- Born: 22 April 1832 Satanov, Podolian Governorate, Russian Empire
- Died: 2 February 1916 (aged 83) Warsaw, Congress Poland
- Occupations: Journalist and writer
- Writing career
- Language: Hebrew and Yiddish

= Bernhard Nathanson =

Bernhard Nathanson (22 April 1832 – 2 February 1916), born David Ber Nathanson or Dov Ber Nathanson (דֹּב-בֶּר בֵּן יְהוּדָה נָתָנְזוֹן, דב בער נאטאנזאהן), was a Jewish Russian Hebrew journalist and author. He was the biographer and publisher of the writings of Isaac Baer Levinsohn.

==Biography==
Bernhard Nathanson was born to a wealthy Jewish family in Satanov, Podolia. He his early Hebrew education under Yosef Tzvi Polichinetzki and then under the supervision of his own father, and received rabbinical ordination in 1850. Under the influence of the Haskalah, Nathanson went to Odessa after his father's death in 1853, where he devoted himself to both Jewish and secular studies. There he co-operated with Jacob Israel Levinsohn, the nephew of Isaac Baer Levinsohn, in copying and revising the latter's manuscripts. Nathanson was occupied for three years on Levinsohn's Aḥiyah ha-Shiloni ha-Ḥozeh and Zrubavel.

From 1871 to 1875 Nathanson lived in various places in Bessarabia, settling in Warsaw in 1875 in connection with the publication of the complete works of Levinsohn. He died there in February 1916 at the age of 83.

==Publications==
Nathanson's first article, "Le-Torah veli-Te'udah" ('Torah and Testimony'), was published in Ha-Maggid in 1864. He later serves tas the Odessa, Kishinev, and Warsaw correspondent for Ha-Melitz in St. Petersburg, to which he also contributed stories and impressions of Jewish life. The more important among his articles, contributed chiefly to Ha-Melitz, are: "Tekunat Sefat 'Ivrit ve-Hargashoteha" (1868); "Kerobaz (1869); "'Al ha-Tzaddikim ve-'al ha-Ḥasidim" (1869); "Lefanim veha-Yom" (1870); "Zikronot le-Korot Odessa" (1870).

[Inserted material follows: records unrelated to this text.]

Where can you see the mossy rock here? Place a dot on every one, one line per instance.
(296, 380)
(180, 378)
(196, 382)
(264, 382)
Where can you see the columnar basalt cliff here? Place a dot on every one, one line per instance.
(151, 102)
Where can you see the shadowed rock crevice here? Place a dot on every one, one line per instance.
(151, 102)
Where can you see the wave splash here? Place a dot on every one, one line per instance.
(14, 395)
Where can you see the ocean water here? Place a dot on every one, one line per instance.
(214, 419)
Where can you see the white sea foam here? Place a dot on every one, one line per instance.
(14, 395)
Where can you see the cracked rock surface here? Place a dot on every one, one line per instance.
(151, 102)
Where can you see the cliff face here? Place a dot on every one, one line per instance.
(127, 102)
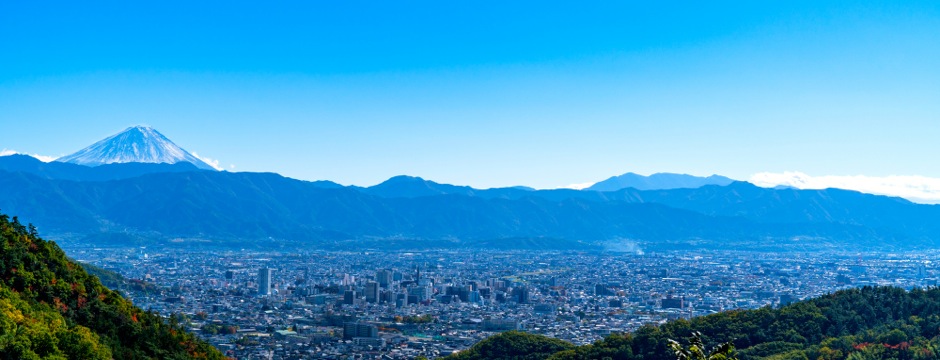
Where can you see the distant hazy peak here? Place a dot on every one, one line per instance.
(141, 144)
(658, 181)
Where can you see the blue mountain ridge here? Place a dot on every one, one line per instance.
(260, 208)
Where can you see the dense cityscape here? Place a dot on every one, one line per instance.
(256, 305)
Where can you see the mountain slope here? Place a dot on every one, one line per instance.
(68, 171)
(257, 206)
(139, 144)
(658, 181)
(51, 308)
(865, 323)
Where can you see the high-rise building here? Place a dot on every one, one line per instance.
(384, 277)
(521, 294)
(349, 297)
(264, 281)
(372, 292)
(359, 330)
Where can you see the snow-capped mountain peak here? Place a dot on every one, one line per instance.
(135, 144)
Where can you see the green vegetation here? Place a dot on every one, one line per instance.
(51, 308)
(698, 351)
(513, 345)
(863, 323)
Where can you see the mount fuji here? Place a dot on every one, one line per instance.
(138, 144)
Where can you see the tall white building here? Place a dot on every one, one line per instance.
(264, 281)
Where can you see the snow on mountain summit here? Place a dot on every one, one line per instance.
(135, 144)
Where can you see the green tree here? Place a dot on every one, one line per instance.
(697, 350)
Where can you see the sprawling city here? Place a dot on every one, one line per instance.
(477, 180)
(400, 305)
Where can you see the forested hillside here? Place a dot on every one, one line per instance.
(865, 323)
(51, 308)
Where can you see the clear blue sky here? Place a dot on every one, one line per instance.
(485, 93)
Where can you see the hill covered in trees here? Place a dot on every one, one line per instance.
(864, 323)
(51, 308)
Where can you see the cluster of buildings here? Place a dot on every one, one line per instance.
(398, 305)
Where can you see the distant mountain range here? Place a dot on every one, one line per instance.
(139, 144)
(659, 181)
(134, 202)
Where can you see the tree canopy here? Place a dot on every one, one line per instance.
(51, 308)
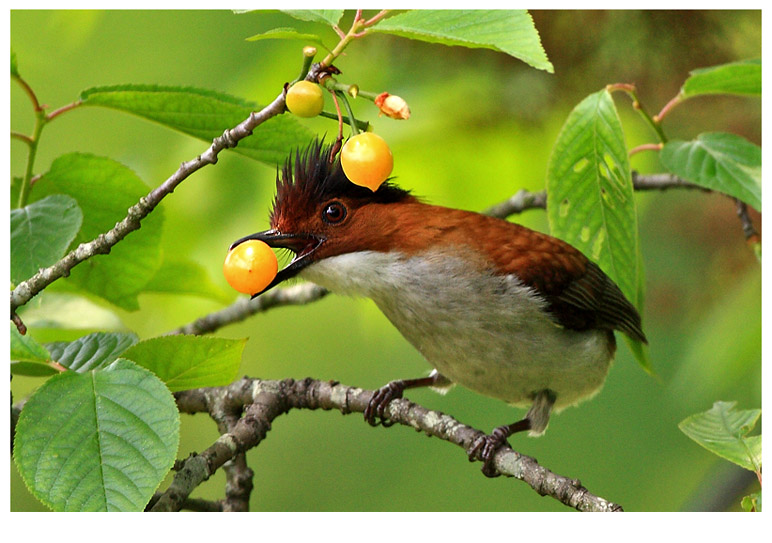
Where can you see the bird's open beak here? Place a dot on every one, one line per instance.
(303, 245)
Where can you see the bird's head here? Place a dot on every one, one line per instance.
(318, 213)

Nathanson wrote also: Ma'areket Sifre Kodesh, Biblical onomasticon (Odessa, 1871); Sefer ha-Zikhronot, biography of Isaac Baer Levinsohn (Warsaw, 1875); Sefer ha-Milim Zarim-Melakhutiyim, lexicon of foreign words and technical terms found in the Talmud and midrashic literature (Warsaw, 1880).